Bock appeared in numerous magazines such as Germany's Vogue, Hungary's Glamour and Italy's Elle. She has been featured in magazine covers of the US' Ocean Drive and Fitness, Australia's Grazia, UK's Glow, Canada's Elle and Maxim.

She has been featured in advertisements by a number of major brands including Victoria's Secret, Guess, Brooks Brothers, L'Oréal, Kérastase, Banana Republic and Ralph Lauren. In 2011, Bock appeared as a character parodying Elvira Hancock in the music video for the song "Jack Sparrow" by comedy troupe The Lonely Island.

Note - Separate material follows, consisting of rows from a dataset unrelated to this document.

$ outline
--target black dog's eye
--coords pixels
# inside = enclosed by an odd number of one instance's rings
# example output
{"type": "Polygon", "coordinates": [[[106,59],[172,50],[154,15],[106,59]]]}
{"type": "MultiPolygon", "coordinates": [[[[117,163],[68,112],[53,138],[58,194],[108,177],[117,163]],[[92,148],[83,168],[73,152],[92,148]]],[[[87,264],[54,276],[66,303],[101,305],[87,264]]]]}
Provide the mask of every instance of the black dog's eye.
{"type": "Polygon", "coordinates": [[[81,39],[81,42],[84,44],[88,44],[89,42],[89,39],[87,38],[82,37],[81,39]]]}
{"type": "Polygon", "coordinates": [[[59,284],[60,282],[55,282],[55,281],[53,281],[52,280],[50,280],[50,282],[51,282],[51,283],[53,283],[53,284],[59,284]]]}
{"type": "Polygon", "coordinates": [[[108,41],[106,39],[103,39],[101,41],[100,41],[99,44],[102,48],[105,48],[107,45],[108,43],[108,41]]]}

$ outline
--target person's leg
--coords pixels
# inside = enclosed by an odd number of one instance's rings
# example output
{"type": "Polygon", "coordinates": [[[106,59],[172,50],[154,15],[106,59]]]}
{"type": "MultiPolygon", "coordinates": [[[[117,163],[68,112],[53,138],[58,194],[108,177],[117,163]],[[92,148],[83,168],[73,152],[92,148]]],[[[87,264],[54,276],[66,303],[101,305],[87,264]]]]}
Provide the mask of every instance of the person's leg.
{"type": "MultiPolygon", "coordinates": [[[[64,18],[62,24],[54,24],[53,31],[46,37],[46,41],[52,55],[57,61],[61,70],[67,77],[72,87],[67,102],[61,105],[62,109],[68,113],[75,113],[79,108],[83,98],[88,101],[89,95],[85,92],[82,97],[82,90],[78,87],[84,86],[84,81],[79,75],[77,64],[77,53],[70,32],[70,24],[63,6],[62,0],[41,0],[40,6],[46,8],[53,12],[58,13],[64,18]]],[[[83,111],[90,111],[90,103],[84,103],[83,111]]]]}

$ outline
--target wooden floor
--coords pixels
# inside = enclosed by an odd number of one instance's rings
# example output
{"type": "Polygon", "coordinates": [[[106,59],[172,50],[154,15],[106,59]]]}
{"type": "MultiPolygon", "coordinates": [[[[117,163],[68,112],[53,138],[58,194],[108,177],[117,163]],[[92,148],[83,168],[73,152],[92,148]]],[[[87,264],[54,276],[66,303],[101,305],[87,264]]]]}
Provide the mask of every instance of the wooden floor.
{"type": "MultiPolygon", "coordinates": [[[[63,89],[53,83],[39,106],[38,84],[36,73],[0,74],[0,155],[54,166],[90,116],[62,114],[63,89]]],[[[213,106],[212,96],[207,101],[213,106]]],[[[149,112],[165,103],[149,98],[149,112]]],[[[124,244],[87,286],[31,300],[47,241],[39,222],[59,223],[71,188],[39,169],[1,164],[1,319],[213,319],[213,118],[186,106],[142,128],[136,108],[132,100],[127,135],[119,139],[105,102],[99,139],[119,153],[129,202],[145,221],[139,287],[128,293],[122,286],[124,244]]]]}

In December 2021, Bock launched a swimwear capsule collection with Australian brand Bond-Eye, which included five styles. She has also designed a jewelry line called Cattura.

In 2021, she started working as a chief brand officer for hard sparkling water brand Pompette and a creative consultant for the shopping application Verishop.

== Personal life ==
Bock had been dating professional basketball player Kevin Love for "nearly five years" in 2020, before her engagement with him on 31 January 2021. They got married in late June 2022 at the New York Public Library, with the wedding theme inspired by The Great Gatsby. In June 2023, Bock gave birth to the couple's first child, during the 2023 NBA Finals. They have 2 daughters, James and Leighton.